OpenAI this week shared a “system card” document that outlines how its testers purposefully tried to get the GPT-4 to offer up dangerous information, such as how to make a dangerous chemical using basic ingredients and kitchen supplies, and how the company fixed the issues before the product’s launch.
Lest anyone doubt the malicious intent of bad actors looking to A.I., phone scammers are now using voice-cloning A.I. tools to sound like people’s relatives in desperate need of financial help—and successfully extracting money from victims.
“I’m particularly worried that these models could be used for large-scale disinformation,” Altman said. “Now that they’re getting better at writing computer code, [they] could be used for offensive cyberattacks.”
Considering he leads a company that sells A.I. tools, Altman has been notably forthcoming about the dangers posed by artificial intelligence. That may have something to do with OpenAI’s history.
OpenAI was established in 2015 as a nonprofit focused on the safe and transparent development of the A.I. It switched to hybrid “capped-profit” model in 2019, with Microsoft becoming a major investor (how much it can profit from the arrangement is capped, as the name of the model suggests).
Tesla and Twitter CEO Elon Musk, who was also an OpenAI cofounder—and who made a hefty donation to it—has criticized this shift, noting last month: “OpenAI was created as an open source (which is why I named it “Open” AI), non-profit company to serve as a counterweight to Google, but now it has become a closed source, maximum-profit company effectively controlled by Microsoft.”

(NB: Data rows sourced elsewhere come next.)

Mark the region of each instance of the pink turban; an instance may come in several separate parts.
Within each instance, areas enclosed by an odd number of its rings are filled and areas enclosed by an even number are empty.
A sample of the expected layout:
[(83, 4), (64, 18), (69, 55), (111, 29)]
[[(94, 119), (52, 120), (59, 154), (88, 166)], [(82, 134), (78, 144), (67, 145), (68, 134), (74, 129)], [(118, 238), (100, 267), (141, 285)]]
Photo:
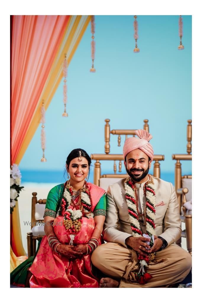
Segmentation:
[(138, 129), (135, 132), (139, 138), (131, 137), (127, 139), (125, 142), (123, 153), (124, 158), (126, 155), (134, 149), (139, 148), (149, 157), (152, 161), (154, 158), (153, 148), (148, 141), (152, 138), (152, 136), (147, 131), (144, 129)]

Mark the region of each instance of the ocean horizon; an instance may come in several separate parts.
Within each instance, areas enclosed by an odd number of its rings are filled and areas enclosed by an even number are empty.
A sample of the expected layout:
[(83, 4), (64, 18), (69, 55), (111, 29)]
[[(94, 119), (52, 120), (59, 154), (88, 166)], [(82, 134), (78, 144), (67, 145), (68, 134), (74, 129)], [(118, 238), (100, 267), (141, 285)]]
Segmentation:
[[(66, 176), (64, 176), (64, 173), (61, 171), (40, 171), (36, 170), (24, 170), (21, 171), (22, 175), (22, 183), (55, 183), (60, 184), (64, 183), (67, 180)], [(153, 174), (152, 170), (150, 172)], [(114, 172), (111, 170), (107, 171), (105, 170), (105, 174), (113, 174)], [(191, 175), (190, 172), (186, 172), (183, 174)], [(171, 182), (174, 185), (175, 182), (175, 176), (174, 172), (161, 171), (161, 178), (165, 181)], [(90, 172), (88, 181), (93, 183), (93, 171)]]

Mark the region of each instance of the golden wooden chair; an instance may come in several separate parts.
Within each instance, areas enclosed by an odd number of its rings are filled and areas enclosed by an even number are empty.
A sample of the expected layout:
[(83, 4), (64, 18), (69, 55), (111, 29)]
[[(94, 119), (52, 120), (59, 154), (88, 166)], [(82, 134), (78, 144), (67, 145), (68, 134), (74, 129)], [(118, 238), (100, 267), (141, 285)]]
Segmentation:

In early December Musk called ChatGPT “scary good” and warned, “We are not far from dangerously strong AI.”
But Altman has been warning the public just as much, if not more, even as he presses ahead with OpenAI’s work. Last month, he worried about “how people of the future will view us” in a series of tweets.
“We also need enough time for our institutions to figure out what to do,” he wrote. “Regulation will be critical and will take time to figure out…having time to understand what’s happening, how people want to use these tools, and how society can co-evolve is critical.”